Date: 2.2.2018
Researchers at the Biozentrum of the University of Basel, together with researchers from the Max Planck Institute in Dresden, have set up a novel lab-on-a-chip with accompanying automatic analysis software. As they report in Nature Communications, this integrated setup can be used to study gene regulation in single bacterial cells in response to dynamically controlled environmental changes.
It is hardly bigger than a matchbox and yet there is a laboratory en miniature on this chip. Single bacterial cells grow in about 2000 channels of a thousandth of a millimeter in diameter and can be individually studied in detail by the researchers in Prof. Erik van Nimwegen's group at the Biozentrum, University of Basel.
By recording thousands of microscopic images at short time intervals, the precise growth and behavior of many generations of individual E. coli bacteria can be tracked over several days.
The huge amount of raw data generated is automatically analyzed, and precisely quantified by new image-analysis software called MoMA. The software was developed in collaboration with scientists from Prof.

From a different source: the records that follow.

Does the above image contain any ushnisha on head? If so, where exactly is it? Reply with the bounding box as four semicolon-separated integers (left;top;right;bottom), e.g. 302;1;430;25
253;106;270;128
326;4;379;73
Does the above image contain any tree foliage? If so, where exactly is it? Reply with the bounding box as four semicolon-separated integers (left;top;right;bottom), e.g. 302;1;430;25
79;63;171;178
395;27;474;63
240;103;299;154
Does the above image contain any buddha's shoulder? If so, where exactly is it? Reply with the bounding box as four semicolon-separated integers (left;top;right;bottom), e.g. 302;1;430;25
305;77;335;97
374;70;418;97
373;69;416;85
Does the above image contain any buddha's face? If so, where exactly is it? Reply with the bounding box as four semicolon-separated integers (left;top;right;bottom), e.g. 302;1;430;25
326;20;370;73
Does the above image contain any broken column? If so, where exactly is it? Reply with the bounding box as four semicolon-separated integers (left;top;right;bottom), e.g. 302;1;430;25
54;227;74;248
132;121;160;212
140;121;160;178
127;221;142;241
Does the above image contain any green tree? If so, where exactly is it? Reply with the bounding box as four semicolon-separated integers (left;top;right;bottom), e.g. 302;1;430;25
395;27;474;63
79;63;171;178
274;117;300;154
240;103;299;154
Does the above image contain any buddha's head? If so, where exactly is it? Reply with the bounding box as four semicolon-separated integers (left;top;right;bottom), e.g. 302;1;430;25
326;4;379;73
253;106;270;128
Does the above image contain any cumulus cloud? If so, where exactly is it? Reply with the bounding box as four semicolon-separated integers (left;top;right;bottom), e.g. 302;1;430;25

Gene Myers' research group at the Max Planck Institute of Molecular Cell Biology and Genetics in Dresden.
Using the new system the researchers can now study precisely how genes are regulated in single cells under changing environmental conditions. This way, they do not only gain insights into gene regulatory processes but also an overview of the diversity of adaptive responses of bacteria to varying environments.